Garda reforms aim for more gardaí on frontline in 19 ‘mini police forces’
New divisions will be run by a chief superintendent with greater independence
Garda Commissioner Drew Harris believes the reforms will flatten and streamline senior management
Radical new plans for An Garda Síochána will create new autonomous areas of policing across the Republic, each run by a chief superintendent with more independence than ever from Garda Headquarters.
Under the new plans the number of divisions will be cut from 28 at present to 19, which will likely meet with resistance from some local communities and politicians as many Garda stations will lose their current divisional headquarters status.
Each of the new larger 19 divisions will be run as a “mini police force” with the chief superintendents in charge of them “effectively the Garda commissioner for their own areas”, informed sources said.
The plan is set to be unveiled on Thursday by Garda Commissioner Drew Harris in Dublin.
Reduced senior posts
The Garda staff associations have privately expressed concern the reforms will reduce the number of senior posts, at superintendent level and higher. Other sources complained none of the staff bodies was meaningfully consulted on the changes.
However, Mr Harris believes the reforms will flatten and streamline senior management, giving local senior officers more power and resources to command the Garda force in their division.

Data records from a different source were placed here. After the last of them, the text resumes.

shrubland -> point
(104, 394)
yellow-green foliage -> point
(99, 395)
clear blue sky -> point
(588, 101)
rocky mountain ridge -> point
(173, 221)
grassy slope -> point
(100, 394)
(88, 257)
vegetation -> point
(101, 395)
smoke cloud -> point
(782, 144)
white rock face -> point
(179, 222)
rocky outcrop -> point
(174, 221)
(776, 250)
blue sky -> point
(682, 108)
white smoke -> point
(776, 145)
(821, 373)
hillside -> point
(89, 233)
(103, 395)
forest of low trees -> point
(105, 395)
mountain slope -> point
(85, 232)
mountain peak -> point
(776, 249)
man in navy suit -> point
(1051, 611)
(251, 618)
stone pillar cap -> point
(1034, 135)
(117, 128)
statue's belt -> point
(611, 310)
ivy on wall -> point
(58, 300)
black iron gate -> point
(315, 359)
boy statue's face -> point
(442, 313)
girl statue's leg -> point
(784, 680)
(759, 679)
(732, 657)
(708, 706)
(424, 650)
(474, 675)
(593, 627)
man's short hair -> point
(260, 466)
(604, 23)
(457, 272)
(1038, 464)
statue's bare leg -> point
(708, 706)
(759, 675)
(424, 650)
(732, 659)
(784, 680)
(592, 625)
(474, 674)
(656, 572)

He has also told senior officers in talks this week the changes will result in more gardaí on the frontline and more sergeants and inspectors nationwide.

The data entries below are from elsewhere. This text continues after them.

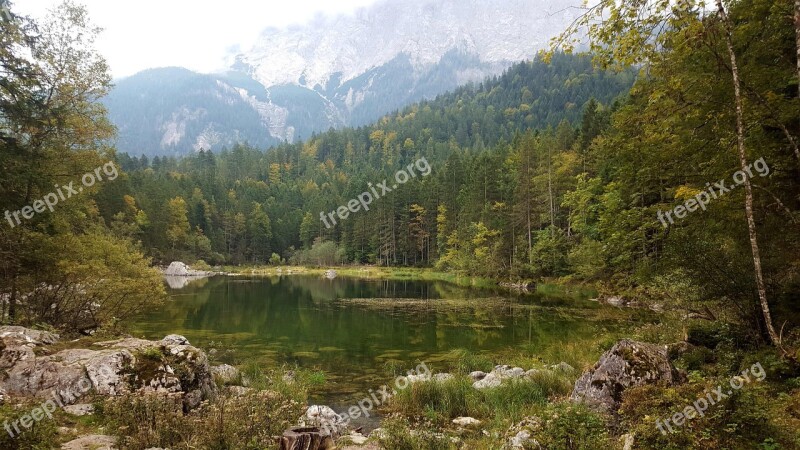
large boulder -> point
(178, 269)
(111, 369)
(628, 364)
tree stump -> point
(306, 439)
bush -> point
(243, 422)
(398, 435)
(568, 426)
(41, 436)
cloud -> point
(198, 35)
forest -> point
(659, 170)
(557, 169)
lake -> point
(359, 331)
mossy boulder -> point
(628, 364)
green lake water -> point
(355, 330)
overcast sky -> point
(196, 34)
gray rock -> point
(466, 422)
(496, 376)
(114, 368)
(175, 339)
(627, 441)
(92, 442)
(563, 367)
(440, 377)
(227, 374)
(35, 337)
(477, 375)
(84, 409)
(240, 391)
(324, 418)
(521, 435)
(421, 378)
(627, 364)
(489, 381)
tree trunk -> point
(751, 222)
(305, 439)
(797, 40)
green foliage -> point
(568, 426)
(247, 421)
(398, 435)
(42, 435)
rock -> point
(92, 442)
(491, 380)
(179, 269)
(507, 372)
(227, 374)
(520, 436)
(324, 418)
(678, 349)
(356, 438)
(35, 337)
(175, 339)
(627, 364)
(377, 434)
(520, 440)
(114, 368)
(83, 409)
(615, 301)
(421, 378)
(466, 422)
(477, 375)
(627, 441)
(239, 391)
(563, 367)
(496, 376)
(441, 377)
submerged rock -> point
(496, 377)
(628, 364)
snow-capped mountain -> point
(344, 47)
(339, 71)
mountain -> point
(333, 72)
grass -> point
(367, 272)
(439, 402)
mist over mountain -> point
(333, 72)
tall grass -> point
(442, 401)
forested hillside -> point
(537, 173)
(242, 205)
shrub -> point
(568, 426)
(41, 435)
(229, 422)
(398, 435)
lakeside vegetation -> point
(555, 171)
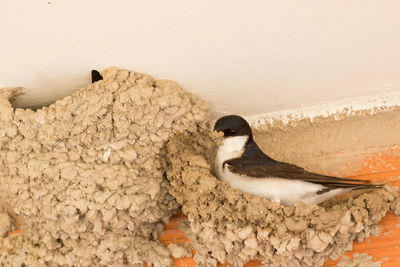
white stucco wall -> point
(243, 57)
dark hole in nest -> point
(95, 77)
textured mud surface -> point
(86, 174)
(86, 179)
(228, 225)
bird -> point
(243, 165)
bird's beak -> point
(217, 136)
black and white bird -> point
(242, 164)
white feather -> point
(276, 189)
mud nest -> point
(86, 172)
(229, 225)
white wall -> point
(245, 57)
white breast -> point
(276, 189)
(231, 148)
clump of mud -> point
(86, 173)
(228, 225)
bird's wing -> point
(277, 169)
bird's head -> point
(233, 125)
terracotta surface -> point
(380, 167)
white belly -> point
(276, 189)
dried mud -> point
(228, 225)
(86, 172)
(92, 178)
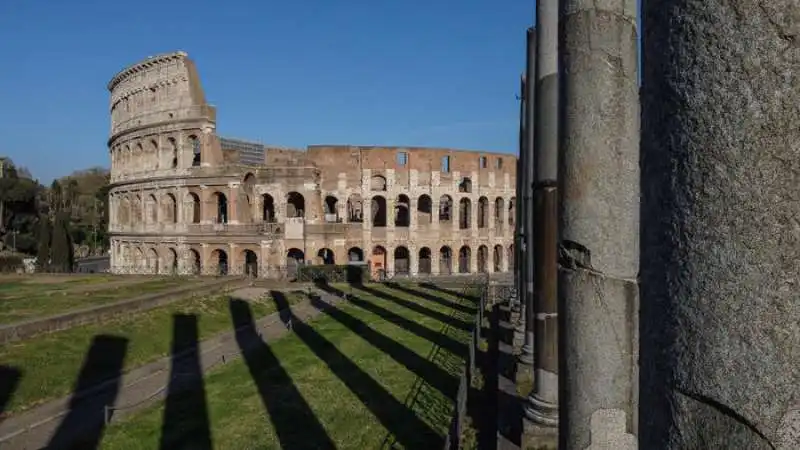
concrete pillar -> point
(599, 178)
(543, 401)
(720, 348)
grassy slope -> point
(22, 301)
(51, 363)
(238, 418)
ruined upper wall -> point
(422, 159)
(161, 89)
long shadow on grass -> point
(97, 386)
(434, 375)
(431, 298)
(448, 291)
(185, 411)
(293, 419)
(9, 379)
(416, 307)
(436, 337)
(410, 430)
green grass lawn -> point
(27, 300)
(380, 371)
(50, 363)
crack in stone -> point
(726, 411)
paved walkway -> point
(140, 387)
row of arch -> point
(149, 261)
(150, 156)
(265, 209)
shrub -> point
(11, 263)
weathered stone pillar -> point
(543, 401)
(599, 184)
(720, 308)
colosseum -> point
(185, 200)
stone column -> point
(413, 266)
(543, 401)
(233, 203)
(599, 179)
(720, 349)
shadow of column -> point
(9, 379)
(294, 421)
(186, 422)
(409, 430)
(84, 424)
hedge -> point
(333, 273)
(11, 263)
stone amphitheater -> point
(185, 200)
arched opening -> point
(151, 207)
(172, 261)
(402, 261)
(221, 202)
(294, 259)
(194, 144)
(250, 263)
(424, 260)
(464, 254)
(424, 208)
(152, 261)
(124, 212)
(355, 254)
(402, 216)
(295, 205)
(138, 260)
(154, 156)
(355, 209)
(497, 258)
(194, 262)
(326, 256)
(136, 210)
(378, 261)
(465, 186)
(331, 210)
(173, 150)
(193, 207)
(139, 158)
(483, 212)
(464, 214)
(377, 183)
(267, 208)
(219, 262)
(169, 209)
(378, 211)
(445, 261)
(445, 209)
(246, 200)
(512, 210)
(483, 259)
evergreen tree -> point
(44, 236)
(62, 252)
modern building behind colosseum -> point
(185, 200)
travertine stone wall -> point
(720, 268)
(326, 204)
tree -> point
(45, 236)
(62, 254)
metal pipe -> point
(527, 198)
(519, 231)
(542, 405)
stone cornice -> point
(144, 65)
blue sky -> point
(289, 73)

The relationship between the Garda and the public is being put front and centre of policing under the new reforms, as was recommended by the Commission on the Future of Policing in Ireland, which reported last September.
Each chief superintendent in charge of the 19 divisions will be allocated four superintendents: two for community engagement, one to run the policing of crime, and another to monitor and ensure “performance assurance” in all police work.
A civilian official will run business services in each division, including human resources, expenditure and procurement. A severance package, of at least six months’ salary, is being considered for senior officers who prefer to leave the Garda early.
Implementation of the new “operational policing model” will begin next Monday but will take up to three years to fully bed down.